On Novelty
Dear Nicklas
Thank you for sharing this wonderful letter and inviting us to think about what you call “one last bastion worth exploring” - novelty.
What does it mean to originate something? That is the question guiding us through the first letter on novelty and born in Lovelace assumption that “[this Engine] has no pretension to originate anything”.
You argue that human novelty might come from its Umwelt, and that curiosity might work like a mental sense organ. We ask questions, are drawn to experiencing newness, creating meaning from that and creating something new (perhaps even novel) from there. As you put it beautifully: “evolution never produces the same individual and this uniqueness means we all have different views of the world, different questions, different passions, different wills”.

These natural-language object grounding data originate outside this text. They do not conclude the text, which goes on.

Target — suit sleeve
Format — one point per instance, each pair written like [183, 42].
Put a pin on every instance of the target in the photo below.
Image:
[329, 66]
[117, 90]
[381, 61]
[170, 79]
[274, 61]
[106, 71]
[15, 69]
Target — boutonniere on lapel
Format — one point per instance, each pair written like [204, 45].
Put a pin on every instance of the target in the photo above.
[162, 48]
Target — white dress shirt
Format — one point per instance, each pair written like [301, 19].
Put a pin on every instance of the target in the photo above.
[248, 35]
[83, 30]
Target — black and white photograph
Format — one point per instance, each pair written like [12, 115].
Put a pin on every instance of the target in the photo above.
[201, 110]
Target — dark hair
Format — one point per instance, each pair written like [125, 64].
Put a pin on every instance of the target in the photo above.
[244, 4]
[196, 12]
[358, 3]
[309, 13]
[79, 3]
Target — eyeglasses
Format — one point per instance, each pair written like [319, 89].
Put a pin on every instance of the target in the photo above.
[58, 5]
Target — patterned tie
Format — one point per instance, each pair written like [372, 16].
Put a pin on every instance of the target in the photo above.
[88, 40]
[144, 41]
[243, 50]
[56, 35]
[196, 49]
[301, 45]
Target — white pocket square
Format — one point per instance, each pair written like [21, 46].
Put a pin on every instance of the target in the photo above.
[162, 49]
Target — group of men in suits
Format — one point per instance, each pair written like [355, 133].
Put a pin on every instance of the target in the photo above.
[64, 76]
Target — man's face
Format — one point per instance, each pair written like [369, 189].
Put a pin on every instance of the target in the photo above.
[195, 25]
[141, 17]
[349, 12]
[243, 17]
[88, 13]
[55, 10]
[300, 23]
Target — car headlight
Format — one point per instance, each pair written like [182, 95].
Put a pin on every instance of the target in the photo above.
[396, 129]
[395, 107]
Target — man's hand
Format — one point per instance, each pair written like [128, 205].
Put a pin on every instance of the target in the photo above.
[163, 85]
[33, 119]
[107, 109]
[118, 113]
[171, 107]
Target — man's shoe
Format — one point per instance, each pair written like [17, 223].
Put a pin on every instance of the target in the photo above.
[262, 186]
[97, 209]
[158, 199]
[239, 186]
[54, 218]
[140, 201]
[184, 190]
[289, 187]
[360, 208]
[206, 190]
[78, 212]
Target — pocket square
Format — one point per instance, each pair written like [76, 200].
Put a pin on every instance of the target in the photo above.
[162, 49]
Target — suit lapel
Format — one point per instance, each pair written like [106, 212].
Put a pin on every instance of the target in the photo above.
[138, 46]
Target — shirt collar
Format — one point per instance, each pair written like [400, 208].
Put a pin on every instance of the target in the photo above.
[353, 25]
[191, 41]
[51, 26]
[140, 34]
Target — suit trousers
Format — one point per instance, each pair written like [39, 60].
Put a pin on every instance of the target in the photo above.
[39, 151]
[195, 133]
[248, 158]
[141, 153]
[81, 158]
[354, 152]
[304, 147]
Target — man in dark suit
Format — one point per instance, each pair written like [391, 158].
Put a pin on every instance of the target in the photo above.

I want to continue this line of thought in what it might mean if machines become part of our Umwelt. Does it matter where things which are brought into this world come from? I will look at it from the act, not from the actor perspective. Or might the way in which machines are now part of our Umwelt tell us something new about novelty itself?
To me, there is something different to a human creating an output. Something different to a human picking up clay and, despite knowing that if you add warm water, you can form it, still creating something that has not been there before. Maybe it is the fact that what goes into it are not just thoughts and abstractions of most plausible combinations, but feelings, moods, effects of daylight, music, and the sense on our hands. Some might argue that all this could be described to a machine as well. Maybe the difference is that to us it must not be described? We experience while a machine can only “re-experience” what we give it. Or might that be the same for us? Not everything in this world is accessible to all. Might we only be able to create within the boundaries of our experiences? And if so, isn’t that the same thing for artificial intelligence?
This is where I want to stick with Arendt for a little bit. You invoke her natality, here she also makes an important distinction, namely that between labor, work, and action. Labor is the cyclical, biological, never-finished process of maintaining life. It leaves no trace, it produces nothing permanent or lasting and it ties us to necessity. Work is different. Work produces something that outlasts the maker, that adds to the human world, something that can be held and passed on. And action, the highest category of the three, which Arendt writes to be the capacity to begin something genuinely new in the world, in the presence of others, disclosing in that act the who of the person doing it. Perhaps human productivity, and by productivity, I mean true productivity where we bring something into the world in a way that it was not there before, belongs to action. And if so, then perhaps our engagement with our Umwelt is not just a condition for action, but an expansion of what action can mean.
Maybe its experiences are actually interactions with others and the things it learns from there. It might be specifically the human act which makes it novel for the person who made it, its surrounding, moods, light, feelings that go into that moment and creative act, and by that this connects back to your evolutionary argument that each and everything in this world is unique and never comes into the world the same. Yes, today we have wearable AI agents yet, it is the human making the choice when to wear it, where it becomes deployed, what it can capture what not. It might eventually create spider webs of knowledge, but it can be taken off. Humans can never decide what goes into their Umwelt fully, whether we like it or not, and thus, are influenced by things we cannot control. Maybe this is where some aspects of what originates from novelty lies in.
So, can machines actually infer newness? Following this train of thought it cannot. Maybe the machine becomes a vehicle to our actions. It can also extend our actions, but it cannot embed the same surroundings, senses and curiosity into doing so. It has no who behind carrying things further but becomes embedded into our Umwelt in a way that it becomes a part of our actions but the action itself. The machine extends what that productivity produces. It can make it last, carry it further, find combinations within it that no single human life would have had time to discover. But it does not take away from us of the condition of being human, nor should we want it to. The risk is not that machines do too little but it is that as they become better at extending what we originate, the originating act itself becomes harder to see, harder to locate and to appreciate (although I believe human-to-human interaction will be reappreciated in a different extend, hoping it will not be turned into a luxury, a commodity left to those who can afford it “real human support” versus those which will be left to a world of digital support).
You close your letter with a generous and honest admission, that your theory, when boiled down, says humans can produce novelty because humans have evolved to do so and ask what property human must process for us to be capable of genuine novelty. Another question I read between the lines of your letter was what might be benchmarks of measuring novelty as such?
A lot is left to say and explore here but for now I land with the thought that only humans produce novelty and machines can extend it. But making something, really making it, in the sense of bringing it into the world from within a finite life, is not separable from the life and the way life is influenced by Umwelt (which is out of human control) it comes from. The mortality is in the clay. The stakes are in the story. The who is in the work.